The Telegram (St. John's)

Accused in attempted murder case can’t have his passport, judge says

Internatio­nal student needs passport for visa renewal; his lawyer granted access to it instead

- Telegram@thetelegra­m.com

Though he’s still waiting for a verdict in his case, the matter of a MUN student charged with attempted murder was called in Newfoundla­nd and Labrador Supreme Court briefly Friday morning.

The student, whose name is protected by a publicatio­n ban, did not appear in court personally, and neither did lawyers or the judge, due to the current public health situation. Proceeding­s took place via teleconfer­ence.

The issue at hand was the man’s passport, which he surrendere­d to the court as ordered when he was originally charged and released on bail. A native of Iran working on a PHD at Memorial University, the man’s student visa is set to expire and his lawyer, Mark Gruchy, had asked the court for access to the passport somehow, in order to complete the process of visa renewal.

Prosecutor Jude Hall applied to the court for the man’s bail conditions to be confirmed, specifical­ly relating to the passport remaining in court custody.

Justice Vikas Khaladkar agreed with the applicatio­n, ordering the passport to be transferre­d from Provincial Court to Supreme Court, where Gruchy has the option to take it and assist his client with his visa renewal without the accused ever having access to it. Once immigratio­n authoritie­s are finished with the passport, Gruchy must return it to the court until his client’s matters are wrapped up.

The man has pleaded not guilty to a charge of attempted murder and his trial ended early last month. A date has not been set for Khaladkar to return a verdict.
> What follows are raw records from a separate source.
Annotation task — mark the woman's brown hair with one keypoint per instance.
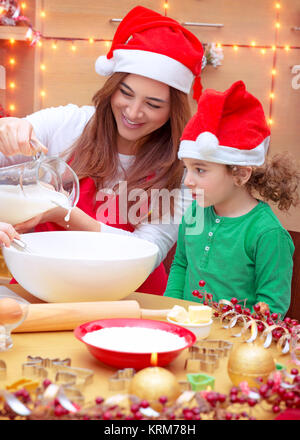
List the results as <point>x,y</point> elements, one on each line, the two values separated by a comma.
<point>277,180</point>
<point>156,165</point>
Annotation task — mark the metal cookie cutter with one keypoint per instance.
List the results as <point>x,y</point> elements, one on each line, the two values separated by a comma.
<point>37,366</point>
<point>73,375</point>
<point>121,379</point>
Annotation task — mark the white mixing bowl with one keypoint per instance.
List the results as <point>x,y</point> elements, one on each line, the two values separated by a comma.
<point>73,266</point>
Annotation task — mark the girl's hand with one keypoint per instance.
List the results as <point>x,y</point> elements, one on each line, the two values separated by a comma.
<point>29,225</point>
<point>56,215</point>
<point>15,136</point>
<point>7,234</point>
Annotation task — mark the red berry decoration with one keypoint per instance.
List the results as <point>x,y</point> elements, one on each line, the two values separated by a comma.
<point>256,307</point>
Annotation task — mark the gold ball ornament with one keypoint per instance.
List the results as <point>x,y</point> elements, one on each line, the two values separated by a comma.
<point>247,362</point>
<point>153,382</point>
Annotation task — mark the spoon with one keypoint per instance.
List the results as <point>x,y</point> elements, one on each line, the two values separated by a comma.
<point>20,245</point>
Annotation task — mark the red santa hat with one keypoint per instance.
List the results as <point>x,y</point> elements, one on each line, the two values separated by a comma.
<point>229,127</point>
<point>149,44</point>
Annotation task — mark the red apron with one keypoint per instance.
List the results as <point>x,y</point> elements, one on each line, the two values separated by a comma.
<point>156,283</point>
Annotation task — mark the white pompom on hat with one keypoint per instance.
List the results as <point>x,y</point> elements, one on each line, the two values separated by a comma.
<point>229,127</point>
<point>149,44</point>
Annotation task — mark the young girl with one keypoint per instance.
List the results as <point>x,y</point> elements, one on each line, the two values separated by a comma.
<point>236,245</point>
<point>7,234</point>
<point>130,135</point>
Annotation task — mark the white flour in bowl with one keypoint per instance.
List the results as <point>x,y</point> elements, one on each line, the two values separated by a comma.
<point>135,339</point>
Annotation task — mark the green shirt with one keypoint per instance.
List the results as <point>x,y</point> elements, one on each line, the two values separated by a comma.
<point>244,257</point>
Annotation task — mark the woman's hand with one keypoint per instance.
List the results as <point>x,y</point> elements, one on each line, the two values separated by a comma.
<point>7,234</point>
<point>15,136</point>
<point>79,221</point>
<point>55,215</point>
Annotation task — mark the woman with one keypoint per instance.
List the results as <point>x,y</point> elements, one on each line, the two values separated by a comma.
<point>131,135</point>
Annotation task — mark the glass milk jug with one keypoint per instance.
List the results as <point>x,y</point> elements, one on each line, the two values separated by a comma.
<point>34,187</point>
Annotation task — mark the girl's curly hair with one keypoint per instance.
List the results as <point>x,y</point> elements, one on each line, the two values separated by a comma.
<point>276,180</point>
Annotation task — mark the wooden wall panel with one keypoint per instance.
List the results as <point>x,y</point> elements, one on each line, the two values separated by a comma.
<point>70,77</point>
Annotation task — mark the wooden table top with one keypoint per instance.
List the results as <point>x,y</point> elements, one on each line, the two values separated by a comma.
<point>63,344</point>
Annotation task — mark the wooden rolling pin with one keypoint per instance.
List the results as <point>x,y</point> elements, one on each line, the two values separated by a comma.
<point>67,316</point>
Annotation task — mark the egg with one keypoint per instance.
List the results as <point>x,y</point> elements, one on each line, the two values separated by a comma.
<point>10,311</point>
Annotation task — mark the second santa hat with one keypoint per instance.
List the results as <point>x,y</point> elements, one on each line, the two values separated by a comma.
<point>229,127</point>
<point>149,44</point>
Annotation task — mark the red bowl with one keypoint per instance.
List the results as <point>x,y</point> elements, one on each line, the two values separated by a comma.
<point>133,360</point>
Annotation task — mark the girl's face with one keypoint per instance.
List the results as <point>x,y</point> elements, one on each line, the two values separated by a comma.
<point>210,183</point>
<point>140,106</point>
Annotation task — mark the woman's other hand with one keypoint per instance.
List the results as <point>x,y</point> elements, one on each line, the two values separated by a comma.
<point>15,137</point>
<point>7,234</point>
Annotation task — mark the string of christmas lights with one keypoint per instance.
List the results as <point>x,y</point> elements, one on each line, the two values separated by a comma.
<point>35,39</point>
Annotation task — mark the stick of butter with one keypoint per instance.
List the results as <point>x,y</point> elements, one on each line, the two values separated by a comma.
<point>178,314</point>
<point>200,313</point>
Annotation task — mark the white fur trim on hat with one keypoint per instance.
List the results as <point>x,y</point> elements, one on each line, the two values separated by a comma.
<point>151,65</point>
<point>213,152</point>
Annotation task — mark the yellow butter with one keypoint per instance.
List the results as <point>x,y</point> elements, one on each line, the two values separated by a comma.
<point>178,314</point>
<point>199,314</point>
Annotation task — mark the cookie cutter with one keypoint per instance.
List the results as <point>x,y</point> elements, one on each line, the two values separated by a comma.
<point>200,382</point>
<point>65,374</point>
<point>3,370</point>
<point>121,379</point>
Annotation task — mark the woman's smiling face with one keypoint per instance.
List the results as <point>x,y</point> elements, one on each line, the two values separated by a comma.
<point>140,106</point>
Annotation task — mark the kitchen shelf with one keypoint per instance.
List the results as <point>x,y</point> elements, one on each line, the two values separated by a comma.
<point>15,32</point>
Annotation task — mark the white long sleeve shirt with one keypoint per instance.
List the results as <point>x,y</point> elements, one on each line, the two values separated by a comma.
<point>57,128</point>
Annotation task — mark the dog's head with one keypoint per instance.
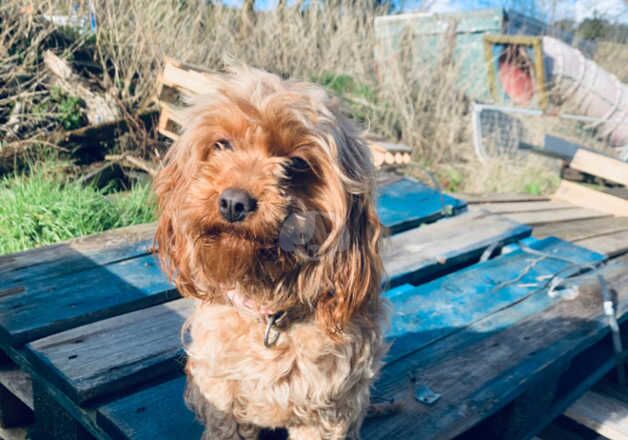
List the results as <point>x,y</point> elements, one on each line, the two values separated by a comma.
<point>269,190</point>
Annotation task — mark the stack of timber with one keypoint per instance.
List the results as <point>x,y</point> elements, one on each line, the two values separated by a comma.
<point>609,194</point>
<point>180,82</point>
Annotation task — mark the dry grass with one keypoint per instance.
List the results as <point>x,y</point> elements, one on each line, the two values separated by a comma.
<point>333,43</point>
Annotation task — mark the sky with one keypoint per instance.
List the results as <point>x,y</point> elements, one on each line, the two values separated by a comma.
<point>578,10</point>
<point>550,10</point>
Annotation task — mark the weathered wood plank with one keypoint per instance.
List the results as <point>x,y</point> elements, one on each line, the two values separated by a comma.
<point>121,418</point>
<point>403,203</point>
<point>433,310</point>
<point>406,203</point>
<point>581,195</point>
<point>78,298</point>
<point>72,256</point>
<point>582,229</point>
<point>539,218</point>
<point>422,253</point>
<point>480,198</point>
<point>53,421</point>
<point>152,413</point>
<point>612,244</point>
<point>100,358</point>
<point>602,166</point>
<point>486,365</point>
<point>603,414</point>
<point>515,207</point>
<point>110,355</point>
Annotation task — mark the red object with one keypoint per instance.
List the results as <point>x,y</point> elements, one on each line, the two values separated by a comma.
<point>517,82</point>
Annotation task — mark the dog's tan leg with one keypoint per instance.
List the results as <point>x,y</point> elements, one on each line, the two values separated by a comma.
<point>337,432</point>
<point>218,424</point>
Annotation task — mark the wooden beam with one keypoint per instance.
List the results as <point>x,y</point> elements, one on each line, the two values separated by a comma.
<point>603,414</point>
<point>605,167</point>
<point>477,198</point>
<point>589,198</point>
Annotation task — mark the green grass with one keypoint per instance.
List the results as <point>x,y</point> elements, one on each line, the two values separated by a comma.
<point>44,207</point>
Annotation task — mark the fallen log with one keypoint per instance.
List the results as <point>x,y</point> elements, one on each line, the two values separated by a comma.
<point>99,107</point>
<point>179,81</point>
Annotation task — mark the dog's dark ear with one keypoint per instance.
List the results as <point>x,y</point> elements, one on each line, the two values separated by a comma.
<point>355,271</point>
<point>352,263</point>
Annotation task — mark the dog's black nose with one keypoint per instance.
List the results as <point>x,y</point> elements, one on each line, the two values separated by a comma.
<point>236,204</point>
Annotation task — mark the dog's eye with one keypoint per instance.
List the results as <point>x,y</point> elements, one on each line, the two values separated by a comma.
<point>296,166</point>
<point>222,144</point>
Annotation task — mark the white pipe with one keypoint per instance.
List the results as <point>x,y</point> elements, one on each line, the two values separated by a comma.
<point>598,94</point>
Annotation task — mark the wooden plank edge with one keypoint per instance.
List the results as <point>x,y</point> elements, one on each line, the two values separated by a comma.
<point>590,411</point>
<point>607,168</point>
<point>18,383</point>
<point>585,197</point>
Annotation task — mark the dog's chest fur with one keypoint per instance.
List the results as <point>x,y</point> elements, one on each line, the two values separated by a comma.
<point>303,374</point>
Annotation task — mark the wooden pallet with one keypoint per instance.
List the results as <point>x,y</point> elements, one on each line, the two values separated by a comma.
<point>66,313</point>
<point>180,82</point>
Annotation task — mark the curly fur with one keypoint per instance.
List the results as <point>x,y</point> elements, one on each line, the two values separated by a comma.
<point>313,244</point>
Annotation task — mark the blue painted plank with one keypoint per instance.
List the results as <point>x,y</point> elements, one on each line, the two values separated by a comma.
<point>523,303</point>
<point>406,203</point>
<point>484,366</point>
<point>75,299</point>
<point>432,311</point>
<point>153,413</point>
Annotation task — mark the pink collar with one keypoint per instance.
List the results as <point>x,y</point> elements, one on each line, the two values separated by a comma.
<point>248,305</point>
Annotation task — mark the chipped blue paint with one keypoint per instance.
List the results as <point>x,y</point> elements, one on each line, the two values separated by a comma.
<point>406,203</point>
<point>432,311</point>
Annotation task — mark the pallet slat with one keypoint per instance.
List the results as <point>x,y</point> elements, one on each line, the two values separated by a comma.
<point>118,417</point>
<point>406,203</point>
<point>494,360</point>
<point>431,311</point>
<point>596,164</point>
<point>539,218</point>
<point>75,255</point>
<point>421,254</point>
<point>96,359</point>
<point>101,358</point>
<point>43,308</point>
<point>583,229</point>
<point>80,282</point>
<point>603,414</point>
<point>152,413</point>
<point>589,198</point>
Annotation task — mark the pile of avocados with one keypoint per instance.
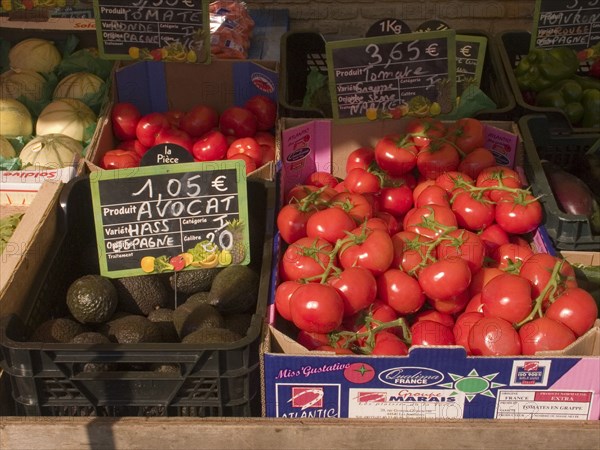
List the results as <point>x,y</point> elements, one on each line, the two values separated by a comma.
<point>202,306</point>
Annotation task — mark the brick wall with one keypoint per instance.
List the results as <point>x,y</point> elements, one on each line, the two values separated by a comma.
<point>353,17</point>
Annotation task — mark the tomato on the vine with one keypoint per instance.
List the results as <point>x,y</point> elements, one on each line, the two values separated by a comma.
<point>357,286</point>
<point>316,307</point>
<point>395,154</point>
<point>306,258</point>
<point>401,291</point>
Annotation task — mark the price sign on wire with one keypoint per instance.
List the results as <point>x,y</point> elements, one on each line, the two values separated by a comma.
<point>392,76</point>
<point>170,217</point>
<point>161,30</point>
<point>566,23</point>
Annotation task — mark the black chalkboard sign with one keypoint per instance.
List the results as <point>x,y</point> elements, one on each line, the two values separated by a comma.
<point>159,30</point>
<point>392,76</point>
<point>566,23</point>
<point>470,58</point>
<point>170,217</point>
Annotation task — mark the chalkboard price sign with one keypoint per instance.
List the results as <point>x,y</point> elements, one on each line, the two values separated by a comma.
<point>159,30</point>
<point>170,217</point>
<point>566,23</point>
<point>470,58</point>
<point>392,76</point>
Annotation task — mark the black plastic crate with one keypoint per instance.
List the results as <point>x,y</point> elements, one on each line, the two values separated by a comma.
<point>567,231</point>
<point>513,46</point>
<point>210,381</point>
<point>302,51</point>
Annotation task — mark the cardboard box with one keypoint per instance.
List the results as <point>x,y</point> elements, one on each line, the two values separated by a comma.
<point>27,250</point>
<point>431,383</point>
<point>159,86</point>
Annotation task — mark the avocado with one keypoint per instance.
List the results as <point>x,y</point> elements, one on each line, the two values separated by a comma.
<point>201,316</point>
<point>62,330</point>
<point>235,289</point>
<point>163,317</point>
<point>141,294</point>
<point>134,329</point>
<point>92,299</point>
<point>90,337</point>
<point>240,322</point>
<point>208,335</point>
<point>189,282</point>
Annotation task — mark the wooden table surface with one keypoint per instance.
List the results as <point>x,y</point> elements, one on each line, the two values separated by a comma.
<point>262,433</point>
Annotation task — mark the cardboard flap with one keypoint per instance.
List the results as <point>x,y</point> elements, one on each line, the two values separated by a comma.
<point>143,84</point>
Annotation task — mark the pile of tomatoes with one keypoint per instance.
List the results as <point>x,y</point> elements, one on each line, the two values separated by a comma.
<point>239,132</point>
<point>424,242</point>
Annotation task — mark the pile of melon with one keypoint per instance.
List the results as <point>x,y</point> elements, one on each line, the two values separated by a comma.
<point>47,115</point>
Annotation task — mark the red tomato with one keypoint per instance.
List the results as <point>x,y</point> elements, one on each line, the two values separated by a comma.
<point>211,146</point>
<point>238,122</point>
<point>437,158</point>
<point>538,270</point>
<point>149,126</point>
<point>507,296</point>
<point>316,308</point>
<point>433,195</point>
<point>411,251</point>
<point>422,130</point>
<point>396,200</point>
<point>265,111</point>
<point>360,158</point>
<point>134,145</point>
<point>361,181</point>
<point>246,146</point>
<point>574,308</point>
<point>174,136</point>
<point>465,244</point>
<point>493,336</point>
<point>371,249</point>
<point>199,120</point>
<point>481,278</point>
<point>493,237</point>
<point>453,180</point>
<point>518,214</point>
<point>291,222</point>
<point>357,205</point>
<point>395,155</point>
<point>544,334</point>
<point>320,179</point>
<point>473,212</point>
<point>387,343</point>
<point>451,305</point>
<point>401,291</point>
<point>430,221</point>
<point>495,176</point>
<point>330,224</point>
<point>510,257</point>
<point>124,119</point>
<point>479,159</point>
<point>283,292</point>
<point>393,226</point>
<point>305,258</point>
<point>174,117</point>
<point>467,133</point>
<point>357,287</point>
<point>445,278</point>
<point>250,163</point>
<point>120,159</point>
<point>428,332</point>
<point>462,328</point>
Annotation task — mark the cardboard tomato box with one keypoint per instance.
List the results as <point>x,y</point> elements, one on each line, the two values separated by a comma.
<point>155,86</point>
<point>431,383</point>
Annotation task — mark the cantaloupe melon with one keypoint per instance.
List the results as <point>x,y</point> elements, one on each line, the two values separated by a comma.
<point>67,116</point>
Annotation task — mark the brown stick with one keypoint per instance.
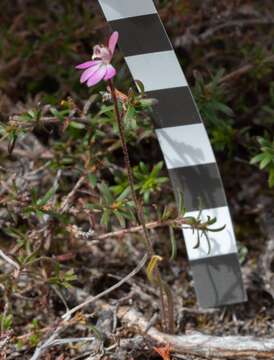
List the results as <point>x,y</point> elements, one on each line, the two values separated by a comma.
<point>207,346</point>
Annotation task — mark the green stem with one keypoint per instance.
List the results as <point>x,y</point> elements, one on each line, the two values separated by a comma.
<point>167,317</point>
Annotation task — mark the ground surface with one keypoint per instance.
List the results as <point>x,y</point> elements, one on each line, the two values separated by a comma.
<point>40,44</point>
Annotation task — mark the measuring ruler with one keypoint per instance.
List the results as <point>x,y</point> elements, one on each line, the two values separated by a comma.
<point>185,146</point>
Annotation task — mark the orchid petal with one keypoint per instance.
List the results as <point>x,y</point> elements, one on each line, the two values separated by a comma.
<point>89,72</point>
<point>110,73</point>
<point>97,76</point>
<point>113,41</point>
<point>86,64</point>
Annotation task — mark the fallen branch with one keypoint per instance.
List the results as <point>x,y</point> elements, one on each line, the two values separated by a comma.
<point>207,346</point>
<point>92,299</point>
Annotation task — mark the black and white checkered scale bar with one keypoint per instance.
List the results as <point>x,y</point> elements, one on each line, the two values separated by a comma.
<point>185,145</point>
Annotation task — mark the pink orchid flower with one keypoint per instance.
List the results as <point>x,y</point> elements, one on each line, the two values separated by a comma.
<point>99,68</point>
The student is accused of having tried to kill a friend in an attempted murder-suicide by throwing them both over the edge of a cliff at Signal Hill in April 2017. The complainan­t testified they had been hiking on Signal Hill when the accused came quickly toward him and grabbed him. They ended up about 15 feet down the slope, he said.

“Right now I think he was trying to kill himself and he wanted me, a close friend, to be with him when he was doing suicide,” the man testified, with the help of a translator.

When it was his turn to testify, the student told the court he had placed his hand on his friend’s shoulder in an attempt to console him, then slipped on the ice and they fell together down the slope.

Others to testify included police officers, a MUN professor, and two Farsi-english linguistic­s experts who gave differing opinions on the translatio­n of a series of text messages the accused had sent his brother in the days leading up to the incident on Signal Hill. One linguist said the accused had written, “I want to stab myself and (the complainan­t);” the other said the accused had used a verb tense that suggested he was having thoughts or dreams about it but had no intention of acting on them.

Hall and Gruchy both told the judge in their closing submission­s the other’s arguments just didn’t make sense.

During the course of his trial, the accused was charged with sexual assault in connection with an incident alleged to have also taken place in 2017. That matter is making its way through the courts separately.